Rocket Report: Falcon Heavy is back; Russia’s Soyuz-5 finally debuts

Two launches this week delivered 61 more satellites to orbit for the Amazon Leo broadband network.

Details

Welcome to Edition 8.39 of the Rocket Report! There’s a lot of news to share in the universe of powerful rockets this week, and we’re delighted to sum it up in this week’s edition. The biggest rocket of them all, Starship, had a relatively quiet week as Space X aims to launch the vehicle’s next test flight, perhaps sometime in May. The results of that flight and the outcome of Blue Origin’s first attempt to land on the Moon with its Blue Moon cargo lander in the coming months should tell us a lot about NASA’s actual chances of putting astronauts on the lunar surface in 2028.

As always, we welcome reader submissions. If you don’t want to miss an issue, please subscribe using the box below (the form will not appear on AMP-enabled versions of the site). Each report will include information on small-, medium-, and heavy-lift rockets, as well as a quick look ahead at the next three launches on the calendar.

These 12 companies are developing SBIs. The US Space Force released a list April 24 of a dozen companies working on Space-Based Interceptors for the Pentagon’s Golden Dome initiative, a multilayer defense system to shield US territory from drones and ballistic, hypersonic, and cruise missile attacks, Ars reports. The roster of Golden Dome Space-Based Interceptor (SBI) contractors, some of which were previously reported, includes Anduril Industries, Booz Allen Hamilton, General Dynamics Mission Systems, GITAI USA, Lockheed Martin, Northrop Grumman, Quindar, Raytheon, Sci-Tec, Space X, True Anomaly, and Turion Space. The companies will contribute in different areas to develop and deliver SBI prototypes for testing. The agreements have a maximum combined value of $3.2 billion. Contracts for full-scale production will come later with a significantly higher price tag.

If they’re ever built… SBIs are widely seen as the most challenging and expensive element for Golden Dome, but they may not be the panacea administration officials argued for when President Donald Trump signed the executive order for Golden Dome in January 2025. Gen. Michael Guetlein, director of the Golden Dome program, suggested SBIs for boost-phase missile intercepts, which Trump’s executive order originally called for, may not be built. “We are so focused on affordability. If we cannot do it affordably, we will not go into production,” Guetlein said in a hearing before the House Armed Services Strategic Forces subcommittee earlier this month. “We are looking at the threats from a multi-domain perspective to make sure I have redundant capabilities and I don’t have single points of failure,” he added. “So, if boost-phase intercept from space is not affordable and scalable, we will not produce it, because we have other options to get after it.”

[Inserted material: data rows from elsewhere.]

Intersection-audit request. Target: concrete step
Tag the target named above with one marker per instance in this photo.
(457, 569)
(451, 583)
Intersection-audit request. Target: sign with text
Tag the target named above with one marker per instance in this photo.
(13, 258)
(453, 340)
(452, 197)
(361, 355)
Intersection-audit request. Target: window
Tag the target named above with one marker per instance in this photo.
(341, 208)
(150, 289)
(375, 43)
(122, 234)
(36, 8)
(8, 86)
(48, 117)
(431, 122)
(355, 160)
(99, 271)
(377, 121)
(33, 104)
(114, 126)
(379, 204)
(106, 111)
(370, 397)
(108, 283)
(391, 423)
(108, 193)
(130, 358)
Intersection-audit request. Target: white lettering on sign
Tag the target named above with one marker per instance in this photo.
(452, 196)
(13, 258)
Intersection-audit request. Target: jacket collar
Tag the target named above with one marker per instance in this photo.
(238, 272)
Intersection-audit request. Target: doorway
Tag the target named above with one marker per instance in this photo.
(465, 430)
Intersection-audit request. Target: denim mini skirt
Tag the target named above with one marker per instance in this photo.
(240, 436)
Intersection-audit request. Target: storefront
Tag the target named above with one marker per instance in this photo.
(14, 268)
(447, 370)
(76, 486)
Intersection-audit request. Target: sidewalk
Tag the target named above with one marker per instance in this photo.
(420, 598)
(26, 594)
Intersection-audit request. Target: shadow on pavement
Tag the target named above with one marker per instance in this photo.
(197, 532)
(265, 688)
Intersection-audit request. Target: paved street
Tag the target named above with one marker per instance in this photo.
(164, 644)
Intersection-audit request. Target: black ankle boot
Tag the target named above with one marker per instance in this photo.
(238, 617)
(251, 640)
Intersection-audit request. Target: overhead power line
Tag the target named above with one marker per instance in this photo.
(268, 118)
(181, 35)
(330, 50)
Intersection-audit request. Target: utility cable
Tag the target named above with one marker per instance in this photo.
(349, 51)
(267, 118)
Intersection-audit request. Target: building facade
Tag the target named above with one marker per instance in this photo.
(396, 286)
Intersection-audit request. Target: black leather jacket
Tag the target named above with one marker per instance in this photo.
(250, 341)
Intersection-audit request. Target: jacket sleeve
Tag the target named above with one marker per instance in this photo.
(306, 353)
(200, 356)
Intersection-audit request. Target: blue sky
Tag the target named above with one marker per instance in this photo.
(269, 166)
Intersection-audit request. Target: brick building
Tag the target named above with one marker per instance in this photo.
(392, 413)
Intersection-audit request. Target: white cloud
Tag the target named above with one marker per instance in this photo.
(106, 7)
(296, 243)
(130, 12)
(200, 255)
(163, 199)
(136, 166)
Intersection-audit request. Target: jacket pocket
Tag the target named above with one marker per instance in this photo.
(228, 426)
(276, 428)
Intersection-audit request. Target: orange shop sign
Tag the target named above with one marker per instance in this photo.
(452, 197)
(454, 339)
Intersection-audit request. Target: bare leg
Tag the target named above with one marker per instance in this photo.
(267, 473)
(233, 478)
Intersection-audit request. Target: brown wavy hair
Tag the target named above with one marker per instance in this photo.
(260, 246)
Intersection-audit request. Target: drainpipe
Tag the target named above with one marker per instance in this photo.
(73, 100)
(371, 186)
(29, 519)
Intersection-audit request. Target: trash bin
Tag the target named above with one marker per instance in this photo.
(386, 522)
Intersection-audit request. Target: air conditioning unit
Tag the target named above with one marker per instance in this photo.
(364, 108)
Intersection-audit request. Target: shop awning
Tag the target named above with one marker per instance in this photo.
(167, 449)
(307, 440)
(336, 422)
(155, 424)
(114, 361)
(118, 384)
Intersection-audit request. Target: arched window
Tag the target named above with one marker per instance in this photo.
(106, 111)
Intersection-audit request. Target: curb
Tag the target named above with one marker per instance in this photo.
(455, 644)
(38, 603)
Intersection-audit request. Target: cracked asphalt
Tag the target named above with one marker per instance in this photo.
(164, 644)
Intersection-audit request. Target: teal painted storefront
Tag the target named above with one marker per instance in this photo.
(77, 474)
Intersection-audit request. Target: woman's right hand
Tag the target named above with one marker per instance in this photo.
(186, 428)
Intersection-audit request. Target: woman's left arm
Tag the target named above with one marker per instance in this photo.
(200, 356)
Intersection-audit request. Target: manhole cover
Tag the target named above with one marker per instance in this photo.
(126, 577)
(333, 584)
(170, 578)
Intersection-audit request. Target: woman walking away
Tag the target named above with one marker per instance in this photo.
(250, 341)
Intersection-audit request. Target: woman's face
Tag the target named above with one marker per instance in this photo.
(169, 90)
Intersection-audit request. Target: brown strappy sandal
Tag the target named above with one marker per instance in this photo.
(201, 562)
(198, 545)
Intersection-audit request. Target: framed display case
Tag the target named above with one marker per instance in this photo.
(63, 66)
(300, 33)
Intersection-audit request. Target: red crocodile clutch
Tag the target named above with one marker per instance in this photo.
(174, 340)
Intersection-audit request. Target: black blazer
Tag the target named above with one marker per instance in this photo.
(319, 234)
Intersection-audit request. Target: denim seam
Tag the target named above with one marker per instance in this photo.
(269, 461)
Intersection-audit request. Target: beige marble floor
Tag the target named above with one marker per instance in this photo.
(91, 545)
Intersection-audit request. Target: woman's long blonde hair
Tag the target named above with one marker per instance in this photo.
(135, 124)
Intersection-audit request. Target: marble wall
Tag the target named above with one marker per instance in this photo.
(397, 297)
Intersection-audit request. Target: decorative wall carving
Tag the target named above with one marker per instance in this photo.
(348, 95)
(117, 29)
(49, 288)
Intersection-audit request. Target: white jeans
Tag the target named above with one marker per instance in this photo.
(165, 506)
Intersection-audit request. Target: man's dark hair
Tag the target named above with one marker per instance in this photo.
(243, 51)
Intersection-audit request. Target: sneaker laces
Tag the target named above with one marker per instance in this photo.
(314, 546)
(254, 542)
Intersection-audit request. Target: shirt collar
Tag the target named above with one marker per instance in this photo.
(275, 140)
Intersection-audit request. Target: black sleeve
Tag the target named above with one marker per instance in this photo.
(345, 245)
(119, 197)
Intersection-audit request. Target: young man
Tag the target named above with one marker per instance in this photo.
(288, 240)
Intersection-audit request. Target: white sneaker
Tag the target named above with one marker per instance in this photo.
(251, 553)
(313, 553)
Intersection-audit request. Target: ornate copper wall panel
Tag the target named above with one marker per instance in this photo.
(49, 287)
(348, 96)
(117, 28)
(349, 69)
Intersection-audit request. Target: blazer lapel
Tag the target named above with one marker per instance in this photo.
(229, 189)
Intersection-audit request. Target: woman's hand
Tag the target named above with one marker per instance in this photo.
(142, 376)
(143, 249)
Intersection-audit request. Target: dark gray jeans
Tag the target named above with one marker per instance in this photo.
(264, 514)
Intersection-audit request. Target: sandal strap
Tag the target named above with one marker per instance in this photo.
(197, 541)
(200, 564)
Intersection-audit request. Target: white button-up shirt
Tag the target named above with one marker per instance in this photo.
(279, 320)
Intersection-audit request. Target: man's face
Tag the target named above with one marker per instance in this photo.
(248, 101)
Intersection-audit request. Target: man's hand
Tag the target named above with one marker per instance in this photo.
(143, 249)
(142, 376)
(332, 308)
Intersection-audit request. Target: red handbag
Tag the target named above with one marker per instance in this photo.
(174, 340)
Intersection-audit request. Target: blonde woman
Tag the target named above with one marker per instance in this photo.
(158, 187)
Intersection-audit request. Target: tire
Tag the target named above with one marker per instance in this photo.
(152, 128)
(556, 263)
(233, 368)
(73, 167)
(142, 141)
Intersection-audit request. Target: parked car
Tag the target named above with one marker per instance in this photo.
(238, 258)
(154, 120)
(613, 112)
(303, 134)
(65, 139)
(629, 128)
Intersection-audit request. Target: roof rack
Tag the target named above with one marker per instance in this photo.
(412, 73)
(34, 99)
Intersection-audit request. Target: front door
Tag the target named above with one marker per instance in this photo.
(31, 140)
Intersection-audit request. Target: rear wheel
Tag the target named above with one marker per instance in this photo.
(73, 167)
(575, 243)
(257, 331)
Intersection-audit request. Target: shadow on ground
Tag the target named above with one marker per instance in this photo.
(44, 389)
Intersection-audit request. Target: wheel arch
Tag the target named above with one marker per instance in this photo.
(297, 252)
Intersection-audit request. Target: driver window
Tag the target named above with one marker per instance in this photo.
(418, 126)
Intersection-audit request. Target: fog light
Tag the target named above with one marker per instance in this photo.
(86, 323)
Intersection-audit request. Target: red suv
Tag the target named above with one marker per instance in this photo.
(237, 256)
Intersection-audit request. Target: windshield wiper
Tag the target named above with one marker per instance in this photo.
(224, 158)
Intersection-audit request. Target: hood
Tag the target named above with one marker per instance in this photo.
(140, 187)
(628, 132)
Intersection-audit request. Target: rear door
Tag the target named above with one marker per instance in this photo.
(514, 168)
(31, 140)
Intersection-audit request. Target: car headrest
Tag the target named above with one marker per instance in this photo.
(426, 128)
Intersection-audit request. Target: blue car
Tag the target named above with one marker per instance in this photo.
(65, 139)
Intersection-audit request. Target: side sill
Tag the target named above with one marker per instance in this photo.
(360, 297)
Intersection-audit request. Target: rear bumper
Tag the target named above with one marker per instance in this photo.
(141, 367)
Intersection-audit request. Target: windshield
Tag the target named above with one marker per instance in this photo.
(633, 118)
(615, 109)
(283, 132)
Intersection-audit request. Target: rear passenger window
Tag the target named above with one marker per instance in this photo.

Hello to Virgin Galactic’s new rocket plane. Virgin Galactic has completed structural assembly of the first Delta-class Space Ship and moved the vehicle into an adjacent facility in Mesa, Arizona, to begin ground tests, bringing the company a step closer to resuming commercial suborbital flights later this year, Aviation Week & Space Technology reports. That is the plan, at least. A photo released by Virgin Galactic shows there’s much work to do inside and outside the vehicle. The most recent schedule update from Virgin Galactic called for flight testing of the first Delta-class spaceship to begin in the third quarter, followed by commercial private astronaut flights to suborbital space by the end of the year.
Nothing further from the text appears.